Question 7.13: RK4 METHOD FOR SYSTEMS Reconsider Example 7.11. Using RK4 me...
RK4 METHOD FOR SYSTEMS
Reconsider Example 7.11. Using RK4 method for systems, with h = 0.1, find an estimate for y_1 = y(0.1).
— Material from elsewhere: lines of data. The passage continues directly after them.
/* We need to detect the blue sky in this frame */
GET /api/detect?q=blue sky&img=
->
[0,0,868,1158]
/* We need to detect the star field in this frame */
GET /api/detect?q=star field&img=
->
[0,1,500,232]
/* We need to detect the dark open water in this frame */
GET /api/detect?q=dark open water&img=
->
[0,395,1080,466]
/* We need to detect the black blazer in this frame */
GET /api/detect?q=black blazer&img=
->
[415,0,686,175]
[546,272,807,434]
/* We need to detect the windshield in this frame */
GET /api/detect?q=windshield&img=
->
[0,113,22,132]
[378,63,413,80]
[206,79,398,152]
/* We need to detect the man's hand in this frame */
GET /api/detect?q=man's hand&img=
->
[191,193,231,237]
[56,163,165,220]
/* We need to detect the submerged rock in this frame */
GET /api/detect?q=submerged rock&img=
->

Confirm by executing the user-defined function RK4System.
Recall
\textbf{u}^{′}=\textbf{f}(x,\textbf{u}), \textbf{u}=\left\{\begin{matrix} u_1 \\ u_2 \\ u_3 \end{matrix} \right\}= \left\{\begin{matrix} y \\ y^{′} \\ y^{′′} \end{matrix} \right\} , \textbf{f}(x,\textbf{u})=\left\{\begin{matrix} u_2 \\ u_3 \\ \frac{1}{3}\left[u_3+5u_2+3u_1+e^{-x/2} \right] \end{matrix} \right\},\textbf{u}_0=\left\{\begin{matrix} u_1(0) \\ u_2(0) \\ u_3(0)\end{matrix} \right\} =\left\{\begin{matrix} 0 \\ -1 \\ 1 \end{matrix} \right\}
We first need to find \textbf{u}_1=\textbf{u}_0+\frac{1}{6}h(\textbf{k}_1+2\textbf{k}_2+2\textbf{k}_3+\textbf{k}_4)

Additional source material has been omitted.